I am Claudine Gay, and I am your president.
I am excited to be here and to mark with you the first moments of your official membership in our community.
You’ve joined us from across the country and around the world. You’ve lived lives as varied as anyone could imagine, surmounted obstacles and reached goals, and defined part of who you are through intense focus, unceasing effort, and outstanding achievement.
And now you are here.
In this space, give yourselves permission to set aside thoughts of the past and designs on the future. Be present in this marvelous theatre. Take in every aspect of this experience. Let your joy and your pride win out.
Each of you deserves it.
Each of you has earned it.
Each of you belongs here.
You are going to make Harvard stronger and better by being who you are, by sharing your perspective, and by contributing to our mission. I know this because I have seen it myself. Year after year, as a faculty member, I witnessed extraordinary transformations in students, profound shifts in understanding and awareness across every dimension of being.
Others will speak today about some of those shifts. For my part, I want to share with you something I learned long ago that made transformation possible for me, something I hope each of you will remember as you set out on your Harvard journey.
Let me tell you a story about a monogram.
I was in 6th grade, and I had a good friend named Stacey. One day, Stacey came to school with a new backpack, and I noticed three letters embroidered on it: SEK. I asked her what they meant. They were, of course, the first letters of her first name, her middle name, and her last name. And she explained, proudly, that when she got older, instead of “Stacey,” she might use her middle name and become “Elizabeth,” or “Liz,” or “Betsy.” We thrilled at the possibilities; each name seemed like a gateway to a different world.
For the first time, I thought about my own name: Claudine Gay. I thought about it for the rest of the day, and my confusion and resentment grew as I contemplated the space between Claudine and Gay—the space where my parents had failed to give me a middle name. And I imagined all of the futures that were now out of reach as a consequence.
I was 11 years old, and I felt—suddenly and acutely—that I was insufficient. I was not happy with my parents.
When I confronted them that evening, demanding to know why I did not have a middle name, they explained that each of them had given me half of my name. My mother, Claudette, gave me Claudine. My father, Sony, gave me Gay. They were matter-of-fact in a way that parents can sometimes be, a way that anticipates and forestalls argument. But argue, I did. And when I complained that they had denied me the possibility of reinvention, their response was, “you are Claudine Gay.”
Then they offered this coda: “Your name is enough.”
I turned those four words over in my mind, and they have stayed with me all these years, a powerful statement about my inheritance, my identity, and my capacity.

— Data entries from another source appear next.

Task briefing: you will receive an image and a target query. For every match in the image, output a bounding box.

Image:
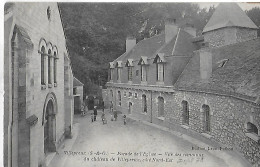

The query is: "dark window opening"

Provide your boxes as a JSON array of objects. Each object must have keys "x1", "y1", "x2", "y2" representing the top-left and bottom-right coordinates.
[
  {"x1": 182, "y1": 101, "x2": 189, "y2": 125},
  {"x1": 54, "y1": 52, "x2": 57, "y2": 84},
  {"x1": 73, "y1": 88, "x2": 77, "y2": 95},
  {"x1": 202, "y1": 104, "x2": 210, "y2": 132},
  {"x1": 247, "y1": 122, "x2": 258, "y2": 135},
  {"x1": 41, "y1": 46, "x2": 45, "y2": 85},
  {"x1": 48, "y1": 49, "x2": 51, "y2": 84}
]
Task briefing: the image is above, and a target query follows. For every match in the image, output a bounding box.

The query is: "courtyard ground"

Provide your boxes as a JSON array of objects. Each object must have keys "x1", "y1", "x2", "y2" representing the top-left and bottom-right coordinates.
[{"x1": 49, "y1": 109, "x2": 251, "y2": 167}]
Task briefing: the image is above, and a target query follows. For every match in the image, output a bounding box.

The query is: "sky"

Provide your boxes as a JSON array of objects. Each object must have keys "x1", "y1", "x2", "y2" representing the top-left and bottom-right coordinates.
[{"x1": 197, "y1": 2, "x2": 260, "y2": 10}]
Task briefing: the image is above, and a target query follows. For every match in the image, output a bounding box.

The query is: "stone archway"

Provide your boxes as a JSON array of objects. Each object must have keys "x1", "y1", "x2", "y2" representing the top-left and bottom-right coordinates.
[{"x1": 43, "y1": 93, "x2": 57, "y2": 154}]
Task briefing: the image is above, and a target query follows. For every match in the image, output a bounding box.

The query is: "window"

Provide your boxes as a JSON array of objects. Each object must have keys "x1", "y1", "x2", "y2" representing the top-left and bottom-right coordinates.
[
  {"x1": 142, "y1": 94, "x2": 147, "y2": 113},
  {"x1": 156, "y1": 63, "x2": 164, "y2": 82},
  {"x1": 247, "y1": 122, "x2": 258, "y2": 135},
  {"x1": 54, "y1": 51, "x2": 57, "y2": 84},
  {"x1": 73, "y1": 88, "x2": 77, "y2": 95},
  {"x1": 217, "y1": 59, "x2": 229, "y2": 68},
  {"x1": 136, "y1": 70, "x2": 139, "y2": 76},
  {"x1": 128, "y1": 92, "x2": 132, "y2": 98},
  {"x1": 141, "y1": 65, "x2": 147, "y2": 82},
  {"x1": 245, "y1": 122, "x2": 259, "y2": 142},
  {"x1": 109, "y1": 69, "x2": 113, "y2": 81},
  {"x1": 134, "y1": 93, "x2": 138, "y2": 99},
  {"x1": 202, "y1": 105, "x2": 210, "y2": 132},
  {"x1": 158, "y1": 96, "x2": 164, "y2": 117},
  {"x1": 48, "y1": 49, "x2": 52, "y2": 84},
  {"x1": 118, "y1": 91, "x2": 121, "y2": 106},
  {"x1": 117, "y1": 68, "x2": 121, "y2": 81},
  {"x1": 124, "y1": 92, "x2": 127, "y2": 97},
  {"x1": 153, "y1": 53, "x2": 165, "y2": 82},
  {"x1": 47, "y1": 6, "x2": 51, "y2": 21},
  {"x1": 41, "y1": 46, "x2": 45, "y2": 85},
  {"x1": 128, "y1": 67, "x2": 133, "y2": 81},
  {"x1": 182, "y1": 101, "x2": 189, "y2": 125}
]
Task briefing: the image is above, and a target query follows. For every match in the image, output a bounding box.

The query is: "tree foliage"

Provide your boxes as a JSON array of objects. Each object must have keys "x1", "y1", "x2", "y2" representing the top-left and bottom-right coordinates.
[{"x1": 58, "y1": 3, "x2": 218, "y2": 95}]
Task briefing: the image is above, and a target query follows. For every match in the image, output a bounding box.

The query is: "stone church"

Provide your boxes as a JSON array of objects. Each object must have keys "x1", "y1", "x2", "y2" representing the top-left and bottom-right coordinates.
[
  {"x1": 106, "y1": 3, "x2": 260, "y2": 166},
  {"x1": 4, "y1": 3, "x2": 74, "y2": 167}
]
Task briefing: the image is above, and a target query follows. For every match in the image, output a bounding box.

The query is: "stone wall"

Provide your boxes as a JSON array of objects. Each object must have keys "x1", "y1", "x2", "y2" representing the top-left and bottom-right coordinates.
[
  {"x1": 204, "y1": 27, "x2": 258, "y2": 48},
  {"x1": 236, "y1": 28, "x2": 257, "y2": 43},
  {"x1": 4, "y1": 3, "x2": 74, "y2": 167},
  {"x1": 105, "y1": 85, "x2": 260, "y2": 166}
]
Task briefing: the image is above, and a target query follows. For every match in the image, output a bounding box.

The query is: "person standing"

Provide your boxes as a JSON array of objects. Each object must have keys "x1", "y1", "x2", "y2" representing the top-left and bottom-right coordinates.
[
  {"x1": 110, "y1": 101, "x2": 113, "y2": 113},
  {"x1": 123, "y1": 115, "x2": 126, "y2": 125},
  {"x1": 101, "y1": 111, "x2": 107, "y2": 124},
  {"x1": 101, "y1": 100, "x2": 105, "y2": 113},
  {"x1": 93, "y1": 106, "x2": 98, "y2": 121},
  {"x1": 91, "y1": 113, "x2": 94, "y2": 122},
  {"x1": 84, "y1": 103, "x2": 88, "y2": 115},
  {"x1": 114, "y1": 111, "x2": 118, "y2": 121}
]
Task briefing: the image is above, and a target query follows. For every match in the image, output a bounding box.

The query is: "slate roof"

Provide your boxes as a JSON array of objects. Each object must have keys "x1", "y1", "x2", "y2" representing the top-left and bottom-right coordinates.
[
  {"x1": 175, "y1": 38, "x2": 260, "y2": 100},
  {"x1": 73, "y1": 77, "x2": 84, "y2": 87},
  {"x1": 203, "y1": 3, "x2": 258, "y2": 33},
  {"x1": 114, "y1": 29, "x2": 196, "y2": 65},
  {"x1": 115, "y1": 33, "x2": 165, "y2": 62}
]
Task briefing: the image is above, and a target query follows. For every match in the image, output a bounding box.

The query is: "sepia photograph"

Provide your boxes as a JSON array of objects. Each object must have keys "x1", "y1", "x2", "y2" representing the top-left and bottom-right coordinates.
[{"x1": 3, "y1": 1, "x2": 260, "y2": 167}]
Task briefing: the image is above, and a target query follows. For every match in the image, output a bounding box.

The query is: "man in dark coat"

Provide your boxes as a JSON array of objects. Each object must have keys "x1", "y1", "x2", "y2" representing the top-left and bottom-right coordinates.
[{"x1": 93, "y1": 106, "x2": 98, "y2": 121}]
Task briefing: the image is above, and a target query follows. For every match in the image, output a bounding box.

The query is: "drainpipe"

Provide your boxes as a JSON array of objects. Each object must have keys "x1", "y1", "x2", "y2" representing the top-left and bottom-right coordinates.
[{"x1": 150, "y1": 91, "x2": 153, "y2": 123}]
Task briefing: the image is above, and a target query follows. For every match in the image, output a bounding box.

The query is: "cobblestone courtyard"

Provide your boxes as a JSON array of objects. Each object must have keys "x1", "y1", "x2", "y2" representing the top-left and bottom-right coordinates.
[{"x1": 54, "y1": 109, "x2": 250, "y2": 167}]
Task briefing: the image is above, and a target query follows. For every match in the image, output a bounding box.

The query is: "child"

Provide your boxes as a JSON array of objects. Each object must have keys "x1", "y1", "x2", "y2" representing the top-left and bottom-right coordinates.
[
  {"x1": 111, "y1": 113, "x2": 114, "y2": 121},
  {"x1": 123, "y1": 115, "x2": 126, "y2": 125},
  {"x1": 114, "y1": 111, "x2": 118, "y2": 121},
  {"x1": 101, "y1": 112, "x2": 107, "y2": 125},
  {"x1": 93, "y1": 106, "x2": 97, "y2": 121},
  {"x1": 91, "y1": 113, "x2": 94, "y2": 122},
  {"x1": 81, "y1": 104, "x2": 85, "y2": 117}
]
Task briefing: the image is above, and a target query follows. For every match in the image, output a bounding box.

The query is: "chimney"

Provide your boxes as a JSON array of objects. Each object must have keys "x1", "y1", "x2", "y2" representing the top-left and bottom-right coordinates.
[
  {"x1": 183, "y1": 25, "x2": 197, "y2": 37},
  {"x1": 165, "y1": 18, "x2": 178, "y2": 43},
  {"x1": 199, "y1": 50, "x2": 212, "y2": 82},
  {"x1": 126, "y1": 36, "x2": 136, "y2": 52}
]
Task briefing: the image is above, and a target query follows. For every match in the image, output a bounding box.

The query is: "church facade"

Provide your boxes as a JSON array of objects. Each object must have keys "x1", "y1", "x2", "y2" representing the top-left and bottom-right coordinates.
[
  {"x1": 4, "y1": 3, "x2": 74, "y2": 167},
  {"x1": 106, "y1": 3, "x2": 260, "y2": 166}
]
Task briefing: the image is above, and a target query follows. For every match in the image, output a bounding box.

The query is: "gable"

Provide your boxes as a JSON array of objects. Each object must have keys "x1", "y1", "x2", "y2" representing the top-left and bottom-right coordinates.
[
  {"x1": 153, "y1": 53, "x2": 166, "y2": 63},
  {"x1": 138, "y1": 56, "x2": 149, "y2": 65},
  {"x1": 125, "y1": 59, "x2": 134, "y2": 67}
]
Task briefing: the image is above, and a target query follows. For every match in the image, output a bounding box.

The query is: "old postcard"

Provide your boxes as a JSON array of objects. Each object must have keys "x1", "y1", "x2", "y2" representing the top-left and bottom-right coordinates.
[{"x1": 3, "y1": 2, "x2": 260, "y2": 167}]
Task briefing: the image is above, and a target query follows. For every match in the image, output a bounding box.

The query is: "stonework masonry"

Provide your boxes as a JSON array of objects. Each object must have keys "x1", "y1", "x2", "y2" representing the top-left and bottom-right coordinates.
[
  {"x1": 4, "y1": 3, "x2": 74, "y2": 167},
  {"x1": 105, "y1": 85, "x2": 260, "y2": 166},
  {"x1": 204, "y1": 27, "x2": 257, "y2": 47}
]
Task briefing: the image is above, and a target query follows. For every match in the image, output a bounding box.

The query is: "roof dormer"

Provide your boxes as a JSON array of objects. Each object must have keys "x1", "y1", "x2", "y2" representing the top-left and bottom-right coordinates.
[
  {"x1": 109, "y1": 62, "x2": 115, "y2": 69},
  {"x1": 153, "y1": 53, "x2": 166, "y2": 63},
  {"x1": 125, "y1": 59, "x2": 134, "y2": 67},
  {"x1": 115, "y1": 61, "x2": 123, "y2": 68},
  {"x1": 138, "y1": 56, "x2": 149, "y2": 65}
]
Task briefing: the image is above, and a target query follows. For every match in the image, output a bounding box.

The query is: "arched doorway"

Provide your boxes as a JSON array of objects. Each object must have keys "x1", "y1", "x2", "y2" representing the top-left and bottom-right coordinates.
[
  {"x1": 44, "y1": 100, "x2": 56, "y2": 153},
  {"x1": 158, "y1": 96, "x2": 164, "y2": 117},
  {"x1": 128, "y1": 102, "x2": 133, "y2": 114}
]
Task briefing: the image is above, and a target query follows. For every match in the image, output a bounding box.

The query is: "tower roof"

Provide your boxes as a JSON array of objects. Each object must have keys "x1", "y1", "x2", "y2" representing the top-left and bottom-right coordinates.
[{"x1": 203, "y1": 3, "x2": 258, "y2": 33}]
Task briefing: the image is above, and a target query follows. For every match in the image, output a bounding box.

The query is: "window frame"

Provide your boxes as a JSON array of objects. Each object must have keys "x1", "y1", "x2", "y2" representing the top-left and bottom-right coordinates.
[{"x1": 182, "y1": 101, "x2": 189, "y2": 125}]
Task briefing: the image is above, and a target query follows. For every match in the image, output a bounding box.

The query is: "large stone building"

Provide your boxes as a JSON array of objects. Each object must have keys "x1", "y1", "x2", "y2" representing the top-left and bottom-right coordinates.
[
  {"x1": 4, "y1": 3, "x2": 74, "y2": 167},
  {"x1": 105, "y1": 3, "x2": 260, "y2": 166}
]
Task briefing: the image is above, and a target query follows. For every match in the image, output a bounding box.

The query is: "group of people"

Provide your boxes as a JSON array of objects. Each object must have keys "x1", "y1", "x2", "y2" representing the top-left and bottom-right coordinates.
[
  {"x1": 80, "y1": 99, "x2": 126, "y2": 125},
  {"x1": 81, "y1": 101, "x2": 127, "y2": 125}
]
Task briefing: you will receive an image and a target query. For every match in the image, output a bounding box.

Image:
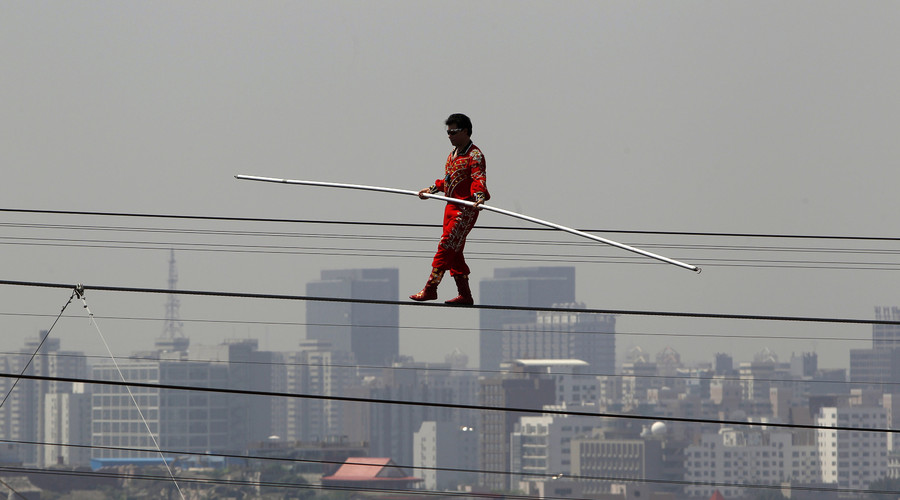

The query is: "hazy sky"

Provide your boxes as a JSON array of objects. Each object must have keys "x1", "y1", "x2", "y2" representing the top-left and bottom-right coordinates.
[{"x1": 2, "y1": 2, "x2": 899, "y2": 370}]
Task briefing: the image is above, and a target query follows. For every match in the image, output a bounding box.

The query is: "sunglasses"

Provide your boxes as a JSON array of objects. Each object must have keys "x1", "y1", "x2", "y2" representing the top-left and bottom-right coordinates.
[{"x1": 447, "y1": 128, "x2": 464, "y2": 135}]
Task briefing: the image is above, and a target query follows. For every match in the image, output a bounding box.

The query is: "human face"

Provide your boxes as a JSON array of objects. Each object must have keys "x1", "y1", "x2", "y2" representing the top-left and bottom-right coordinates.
[{"x1": 447, "y1": 125, "x2": 469, "y2": 149}]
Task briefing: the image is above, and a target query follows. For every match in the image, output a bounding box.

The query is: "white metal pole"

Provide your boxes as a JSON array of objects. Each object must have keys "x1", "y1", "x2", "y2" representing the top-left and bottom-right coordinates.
[{"x1": 234, "y1": 175, "x2": 701, "y2": 273}]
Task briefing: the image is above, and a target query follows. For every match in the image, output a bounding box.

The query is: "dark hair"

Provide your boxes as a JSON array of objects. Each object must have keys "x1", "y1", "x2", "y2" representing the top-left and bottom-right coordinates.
[{"x1": 445, "y1": 113, "x2": 473, "y2": 136}]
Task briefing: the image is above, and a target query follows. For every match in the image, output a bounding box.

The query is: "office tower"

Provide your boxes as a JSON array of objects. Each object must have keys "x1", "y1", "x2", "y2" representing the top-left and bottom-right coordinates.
[
  {"x1": 572, "y1": 429, "x2": 675, "y2": 497},
  {"x1": 43, "y1": 385, "x2": 91, "y2": 467},
  {"x1": 817, "y1": 406, "x2": 888, "y2": 489},
  {"x1": 479, "y1": 267, "x2": 576, "y2": 371},
  {"x1": 282, "y1": 340, "x2": 358, "y2": 442},
  {"x1": 91, "y1": 358, "x2": 232, "y2": 459},
  {"x1": 306, "y1": 268, "x2": 399, "y2": 367},
  {"x1": 850, "y1": 306, "x2": 900, "y2": 394},
  {"x1": 873, "y1": 306, "x2": 900, "y2": 348},
  {"x1": 367, "y1": 360, "x2": 456, "y2": 469},
  {"x1": 191, "y1": 339, "x2": 280, "y2": 447},
  {"x1": 478, "y1": 365, "x2": 556, "y2": 491},
  {"x1": 501, "y1": 305, "x2": 615, "y2": 376},
  {"x1": 0, "y1": 334, "x2": 88, "y2": 465},
  {"x1": 620, "y1": 359, "x2": 659, "y2": 408},
  {"x1": 92, "y1": 340, "x2": 281, "y2": 460},
  {"x1": 414, "y1": 421, "x2": 478, "y2": 490},
  {"x1": 684, "y1": 427, "x2": 818, "y2": 498},
  {"x1": 509, "y1": 411, "x2": 599, "y2": 486}
]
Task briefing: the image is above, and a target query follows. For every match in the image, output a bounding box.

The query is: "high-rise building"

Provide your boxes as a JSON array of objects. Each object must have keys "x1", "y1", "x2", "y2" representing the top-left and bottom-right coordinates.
[
  {"x1": 191, "y1": 339, "x2": 281, "y2": 447},
  {"x1": 479, "y1": 267, "x2": 576, "y2": 371},
  {"x1": 91, "y1": 357, "x2": 232, "y2": 459},
  {"x1": 478, "y1": 364, "x2": 556, "y2": 491},
  {"x1": 0, "y1": 334, "x2": 88, "y2": 465},
  {"x1": 684, "y1": 427, "x2": 818, "y2": 498},
  {"x1": 306, "y1": 268, "x2": 399, "y2": 367},
  {"x1": 92, "y1": 340, "x2": 282, "y2": 460},
  {"x1": 414, "y1": 421, "x2": 478, "y2": 490},
  {"x1": 873, "y1": 306, "x2": 900, "y2": 349},
  {"x1": 573, "y1": 428, "x2": 677, "y2": 496},
  {"x1": 281, "y1": 340, "x2": 358, "y2": 442},
  {"x1": 817, "y1": 405, "x2": 888, "y2": 489},
  {"x1": 501, "y1": 306, "x2": 615, "y2": 376},
  {"x1": 43, "y1": 385, "x2": 91, "y2": 467},
  {"x1": 850, "y1": 307, "x2": 900, "y2": 394},
  {"x1": 367, "y1": 360, "x2": 456, "y2": 469},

Sometimes, even now, even as president, when I am pushing a pen across paper and signing my name, those four words surface in my mind.
Your name is enough.
At some point between now and your Commencement—probably at several points between now and your Commencement—you will feel insufficient. Despite knowing better, you will feel as if everyone around you knows exactly what is going on, as if everyone around you understands something you do not, sees something you do not.
When that happens, I hope you remember this story—and my parents’ wisdom.
You have been given a name, but—from this day forward—you will make a name for yourself. And we are here to help.
Who can you be? Who will you be? These are questions that you will consider alongside your classmates; in conversation with faculty, proctors, tutors, and deans; and in connection to your own learning and scholarship. Take notice of work that energizes and fulfills you. Take notice of your joy and your satisfaction. Take nothing for granted. Be willing to reconsider assumptions for the sake of your present happiness and future contentment.
I am excited to learn your names, to understand your aspirations, and to see how you make the College—how you make the University—stronger and better. Welcome to our community. We are so glad you are here.